I get tired of the perception that labor law is universally beneficial to people selling their labor, and that these laws are solely intended to reduce the ability of rapacious employers to exploit powerless workers. It confuses people to no end when I say that minimum wage laws prevent workers from selling their labor for less than the minimum wage, and is therefore a restriction on every worker's freedom. Supporters of the law say, that's can't be right, it simply must be helping all workers.
But I think anyone who has gone through the experience lately of trying to help their teen get a summer job knows this is not the case. My son would gladly work for free or below minimum wage at any number of jobs to get experience. Unfortunately, he must be paid the same minimum wage as someone with years of experience, and many large corporate chains have simply banned hiring of kids under 18 to avoid liability and labor law hassles associated with hiring teens. The result is an astronomical unemployment rate for teens.

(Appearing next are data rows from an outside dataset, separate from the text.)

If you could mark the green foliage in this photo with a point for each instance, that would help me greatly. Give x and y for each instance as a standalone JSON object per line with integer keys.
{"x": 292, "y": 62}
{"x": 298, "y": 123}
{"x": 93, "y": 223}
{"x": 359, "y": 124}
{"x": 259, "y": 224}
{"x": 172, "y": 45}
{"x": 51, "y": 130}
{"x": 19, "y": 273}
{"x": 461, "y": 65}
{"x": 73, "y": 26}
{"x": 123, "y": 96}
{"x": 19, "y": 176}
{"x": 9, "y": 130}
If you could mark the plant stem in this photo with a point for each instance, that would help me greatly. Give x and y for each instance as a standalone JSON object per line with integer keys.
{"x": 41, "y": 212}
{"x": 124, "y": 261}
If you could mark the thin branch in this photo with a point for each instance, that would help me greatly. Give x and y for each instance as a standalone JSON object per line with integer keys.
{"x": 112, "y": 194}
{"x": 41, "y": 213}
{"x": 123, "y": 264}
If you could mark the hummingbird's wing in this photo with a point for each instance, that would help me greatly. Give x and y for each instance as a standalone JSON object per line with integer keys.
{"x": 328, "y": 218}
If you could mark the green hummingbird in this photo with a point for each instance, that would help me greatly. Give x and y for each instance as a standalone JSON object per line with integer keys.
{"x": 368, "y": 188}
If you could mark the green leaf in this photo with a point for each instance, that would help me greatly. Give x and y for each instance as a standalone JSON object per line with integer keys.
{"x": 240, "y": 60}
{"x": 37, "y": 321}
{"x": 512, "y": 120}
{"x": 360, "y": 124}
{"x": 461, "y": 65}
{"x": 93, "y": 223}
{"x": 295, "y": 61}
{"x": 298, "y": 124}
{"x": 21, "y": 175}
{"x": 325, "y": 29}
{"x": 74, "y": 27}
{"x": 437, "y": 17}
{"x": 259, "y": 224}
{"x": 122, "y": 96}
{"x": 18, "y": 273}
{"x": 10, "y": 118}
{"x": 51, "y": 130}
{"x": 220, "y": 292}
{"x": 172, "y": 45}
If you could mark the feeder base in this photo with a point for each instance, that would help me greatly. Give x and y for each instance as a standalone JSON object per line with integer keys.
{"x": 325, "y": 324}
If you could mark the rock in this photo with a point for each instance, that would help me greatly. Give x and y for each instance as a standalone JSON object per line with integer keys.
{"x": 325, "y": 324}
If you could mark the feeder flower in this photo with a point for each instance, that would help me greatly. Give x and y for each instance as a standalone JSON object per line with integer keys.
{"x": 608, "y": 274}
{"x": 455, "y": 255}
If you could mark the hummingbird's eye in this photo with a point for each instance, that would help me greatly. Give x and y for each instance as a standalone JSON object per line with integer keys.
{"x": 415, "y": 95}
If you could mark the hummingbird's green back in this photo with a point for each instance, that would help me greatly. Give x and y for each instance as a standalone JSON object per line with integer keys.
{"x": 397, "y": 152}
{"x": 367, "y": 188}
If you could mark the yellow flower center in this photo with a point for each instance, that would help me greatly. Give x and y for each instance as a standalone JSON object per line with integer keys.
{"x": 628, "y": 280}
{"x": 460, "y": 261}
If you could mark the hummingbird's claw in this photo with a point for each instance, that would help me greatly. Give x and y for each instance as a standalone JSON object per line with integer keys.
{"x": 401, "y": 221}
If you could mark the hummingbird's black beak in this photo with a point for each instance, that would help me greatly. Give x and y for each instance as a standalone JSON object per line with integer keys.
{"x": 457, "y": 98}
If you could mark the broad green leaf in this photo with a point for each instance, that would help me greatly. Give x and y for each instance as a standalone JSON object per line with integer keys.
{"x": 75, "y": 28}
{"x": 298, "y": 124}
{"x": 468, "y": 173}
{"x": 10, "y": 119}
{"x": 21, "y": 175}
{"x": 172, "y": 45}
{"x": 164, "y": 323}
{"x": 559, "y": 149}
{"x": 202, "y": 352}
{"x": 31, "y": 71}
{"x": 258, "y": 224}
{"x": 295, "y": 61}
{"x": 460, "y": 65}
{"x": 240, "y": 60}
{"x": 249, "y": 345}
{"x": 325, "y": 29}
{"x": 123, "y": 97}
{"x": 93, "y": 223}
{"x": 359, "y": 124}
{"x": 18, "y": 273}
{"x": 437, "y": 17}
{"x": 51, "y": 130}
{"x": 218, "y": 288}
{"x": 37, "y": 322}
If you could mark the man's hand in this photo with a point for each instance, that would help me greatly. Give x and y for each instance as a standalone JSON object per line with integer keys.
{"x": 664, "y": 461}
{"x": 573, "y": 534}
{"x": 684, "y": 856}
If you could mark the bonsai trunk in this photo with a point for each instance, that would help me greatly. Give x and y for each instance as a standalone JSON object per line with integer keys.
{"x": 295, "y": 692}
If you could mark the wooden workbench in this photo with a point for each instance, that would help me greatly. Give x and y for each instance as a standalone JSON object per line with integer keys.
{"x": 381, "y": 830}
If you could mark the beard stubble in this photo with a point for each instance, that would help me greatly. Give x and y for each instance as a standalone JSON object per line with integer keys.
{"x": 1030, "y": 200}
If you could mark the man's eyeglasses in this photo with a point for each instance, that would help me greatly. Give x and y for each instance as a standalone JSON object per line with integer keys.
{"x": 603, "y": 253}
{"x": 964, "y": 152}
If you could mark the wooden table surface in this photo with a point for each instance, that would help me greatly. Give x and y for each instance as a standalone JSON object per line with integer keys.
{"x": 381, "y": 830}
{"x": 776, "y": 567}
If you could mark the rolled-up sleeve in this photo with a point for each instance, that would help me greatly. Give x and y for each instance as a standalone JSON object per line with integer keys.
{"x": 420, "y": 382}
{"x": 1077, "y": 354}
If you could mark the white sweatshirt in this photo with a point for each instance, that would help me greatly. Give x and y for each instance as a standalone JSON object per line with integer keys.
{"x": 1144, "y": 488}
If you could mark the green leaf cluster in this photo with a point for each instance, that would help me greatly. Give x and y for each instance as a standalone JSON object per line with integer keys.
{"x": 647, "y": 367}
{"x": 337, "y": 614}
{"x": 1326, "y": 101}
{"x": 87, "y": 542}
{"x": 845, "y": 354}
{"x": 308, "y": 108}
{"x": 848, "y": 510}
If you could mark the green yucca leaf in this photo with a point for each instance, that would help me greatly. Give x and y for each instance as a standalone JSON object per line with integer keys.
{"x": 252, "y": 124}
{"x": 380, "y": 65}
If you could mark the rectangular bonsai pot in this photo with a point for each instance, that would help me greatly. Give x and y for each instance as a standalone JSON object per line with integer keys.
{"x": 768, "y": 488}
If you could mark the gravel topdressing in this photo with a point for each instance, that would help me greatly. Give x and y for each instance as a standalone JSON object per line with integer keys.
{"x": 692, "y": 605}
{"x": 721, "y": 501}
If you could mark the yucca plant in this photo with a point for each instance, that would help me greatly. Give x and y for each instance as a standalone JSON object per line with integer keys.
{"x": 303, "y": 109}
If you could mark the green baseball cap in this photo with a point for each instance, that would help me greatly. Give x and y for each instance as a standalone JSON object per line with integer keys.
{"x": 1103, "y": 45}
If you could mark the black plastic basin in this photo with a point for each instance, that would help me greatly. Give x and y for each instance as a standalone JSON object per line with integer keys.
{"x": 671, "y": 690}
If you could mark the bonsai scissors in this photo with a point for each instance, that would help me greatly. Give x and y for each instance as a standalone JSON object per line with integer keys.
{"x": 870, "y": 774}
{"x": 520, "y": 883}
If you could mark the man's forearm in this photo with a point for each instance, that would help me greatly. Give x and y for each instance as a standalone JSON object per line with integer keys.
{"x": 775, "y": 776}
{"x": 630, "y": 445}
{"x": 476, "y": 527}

So here is another example, with the Feds cracking down on unpaid internships. This is simply crazy. The government has got to realize that there are useful and valuable things one can trade his labor for (e.g. experience, training) that can't be measured in money.
Of course, you know who is the greatest violator of these internship rules? The organization that requires the longest hours for the least pay (well under minimum wage) for a huge portion of its staff? Why, its the US Congress, but of course they exempt themselves from these laws.
I have an unemployed friend trying to land work in a new field where she has no experience. She's up against experienced applicants. I suggested she offer her services for free as an intern for 3 months in exchange for learning on the job and a letter of recommendation. She told me she didn't think that was legal. I'm appalled to learn she is right! Yet how else is she going to get experience? She can't afford school. Internships are a free education.